8. Additionally, on December 5, 1991, and June 26, 1992, Kohn
provided Kaseta with theater tickets for shows in New York City.
The cost of these tickets was approximately $290.

9. Goldman Sachs reimbursed McCarthy and Kohn or paid for all
of the expenses they incurred in entertaining Kaseta. Goldman Sachs
viewed the expenses as business expenses warranting reimbursement.
In total, Goldman Sachs, through McCarthy and Kohn, provided Kaseta
with items with a cost of approximately $500.

10. Section 3(a) of G.L. c. 268A, prohibits anyone from,
directly or indirectly, giving a state employee anything of
substantial value for or because of any official act performed or
to be performed by the state employee.

11. As a deputy state treasurer, Kaseta was a state employee.

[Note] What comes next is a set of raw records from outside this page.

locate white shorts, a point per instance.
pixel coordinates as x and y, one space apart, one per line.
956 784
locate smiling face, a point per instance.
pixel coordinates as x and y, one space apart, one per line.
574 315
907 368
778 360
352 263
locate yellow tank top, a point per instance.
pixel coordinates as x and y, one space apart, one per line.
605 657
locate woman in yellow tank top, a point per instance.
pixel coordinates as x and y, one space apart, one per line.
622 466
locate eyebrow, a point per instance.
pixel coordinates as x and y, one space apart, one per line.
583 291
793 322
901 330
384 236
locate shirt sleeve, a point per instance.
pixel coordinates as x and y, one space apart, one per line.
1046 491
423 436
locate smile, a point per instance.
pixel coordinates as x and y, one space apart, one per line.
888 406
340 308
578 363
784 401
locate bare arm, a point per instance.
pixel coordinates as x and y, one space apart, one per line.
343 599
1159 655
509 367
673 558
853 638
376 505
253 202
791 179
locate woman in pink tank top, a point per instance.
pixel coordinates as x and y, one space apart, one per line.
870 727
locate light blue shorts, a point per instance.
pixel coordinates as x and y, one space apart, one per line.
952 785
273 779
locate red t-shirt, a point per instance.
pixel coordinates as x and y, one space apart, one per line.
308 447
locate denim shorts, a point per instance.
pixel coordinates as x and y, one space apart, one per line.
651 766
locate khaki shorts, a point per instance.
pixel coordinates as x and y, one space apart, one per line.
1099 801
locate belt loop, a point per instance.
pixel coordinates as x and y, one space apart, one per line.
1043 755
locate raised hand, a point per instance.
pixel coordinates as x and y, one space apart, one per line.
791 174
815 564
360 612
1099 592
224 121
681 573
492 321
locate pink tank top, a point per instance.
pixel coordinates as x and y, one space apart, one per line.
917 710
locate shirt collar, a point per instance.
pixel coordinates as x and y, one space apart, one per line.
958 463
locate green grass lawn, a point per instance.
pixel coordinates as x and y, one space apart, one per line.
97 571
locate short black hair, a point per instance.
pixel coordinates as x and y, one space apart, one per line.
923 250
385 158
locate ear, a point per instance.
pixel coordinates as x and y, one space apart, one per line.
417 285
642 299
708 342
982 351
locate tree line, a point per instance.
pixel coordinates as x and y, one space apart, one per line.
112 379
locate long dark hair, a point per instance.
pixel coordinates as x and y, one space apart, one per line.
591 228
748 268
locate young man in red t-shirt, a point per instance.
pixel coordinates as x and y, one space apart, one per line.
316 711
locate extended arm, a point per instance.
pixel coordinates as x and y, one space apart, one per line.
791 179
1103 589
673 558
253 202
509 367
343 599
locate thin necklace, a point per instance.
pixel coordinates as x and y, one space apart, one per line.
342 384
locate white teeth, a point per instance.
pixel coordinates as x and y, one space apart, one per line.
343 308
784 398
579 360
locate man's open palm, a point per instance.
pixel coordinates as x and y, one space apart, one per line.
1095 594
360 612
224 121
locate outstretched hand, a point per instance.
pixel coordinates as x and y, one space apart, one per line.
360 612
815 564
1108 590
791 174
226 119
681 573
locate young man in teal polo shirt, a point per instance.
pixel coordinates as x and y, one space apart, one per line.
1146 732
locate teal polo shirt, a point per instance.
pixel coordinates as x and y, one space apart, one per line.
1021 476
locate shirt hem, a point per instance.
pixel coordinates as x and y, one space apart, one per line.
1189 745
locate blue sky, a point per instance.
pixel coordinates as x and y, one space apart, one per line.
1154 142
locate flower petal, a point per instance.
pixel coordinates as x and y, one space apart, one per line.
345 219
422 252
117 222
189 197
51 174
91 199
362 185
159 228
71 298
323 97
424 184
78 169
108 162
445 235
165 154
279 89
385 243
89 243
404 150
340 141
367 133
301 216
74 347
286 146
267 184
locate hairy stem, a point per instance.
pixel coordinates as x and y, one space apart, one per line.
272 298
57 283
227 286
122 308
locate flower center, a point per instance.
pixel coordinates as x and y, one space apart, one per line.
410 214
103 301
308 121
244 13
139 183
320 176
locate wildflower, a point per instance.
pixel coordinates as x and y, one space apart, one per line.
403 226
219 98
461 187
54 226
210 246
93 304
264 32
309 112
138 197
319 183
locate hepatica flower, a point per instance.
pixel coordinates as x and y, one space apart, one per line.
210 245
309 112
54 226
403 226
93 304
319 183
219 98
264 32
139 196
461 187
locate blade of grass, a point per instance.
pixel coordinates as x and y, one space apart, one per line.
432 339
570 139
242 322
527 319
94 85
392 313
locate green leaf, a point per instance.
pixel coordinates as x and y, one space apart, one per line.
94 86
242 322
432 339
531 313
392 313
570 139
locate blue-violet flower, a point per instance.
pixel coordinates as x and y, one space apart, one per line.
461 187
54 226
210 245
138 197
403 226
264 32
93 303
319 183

12. Anything with a value of $50 or more is of substantial
value for s.3 purposes.[3]

13. The decisions and actions by Kaseta regarding the awarding
and monitoring of contracts to manage MASTERS Trust assets were
official acts performed or to be performed by him as a deputy
treasurer.[4]

14. As a business, Goldman Sachs acts through and is
responsible for the conduct of its employees acting within the
scope of their employment.[5] Therefore, in that Goldman Sachs
through McCarthy and Kohn provided Kaseta with free meals and
tickets of substantial value for or because of official acts
performed or to be performed by Kaseta, Goldman Sachs violated G.L.
c. 268A, s.3(a).

15. The Commission is aware of no evidence that any of the
foregoing gifts were given to Kaseta with the intent to influence
any specific official act by him as a deputy treasurer. The
Commission is also aware of no evidence that Kaseta, in return for
gifts, took any official action which would have affected Goldman
Sachs. In other words, the Commission is aware of no evidence that
there was any quid pro quo.[6] The Commission is aware of no
evidence that Goldman Sachs at any time acted in a manner
inconsistent with the best interests of the MASTERS Trust when
providing investment services. However, even if the conduct of
Goldman Sachs' employees was only intended to create goodwill, it
was still impermissible.


II. Edward M. Murphy


16. From May 1989 to June 1995, Edward M. Murphy ("Murphy")
was the executive director of the Massachusetts Health and
Educational Finance Authority ("HEFA").[7]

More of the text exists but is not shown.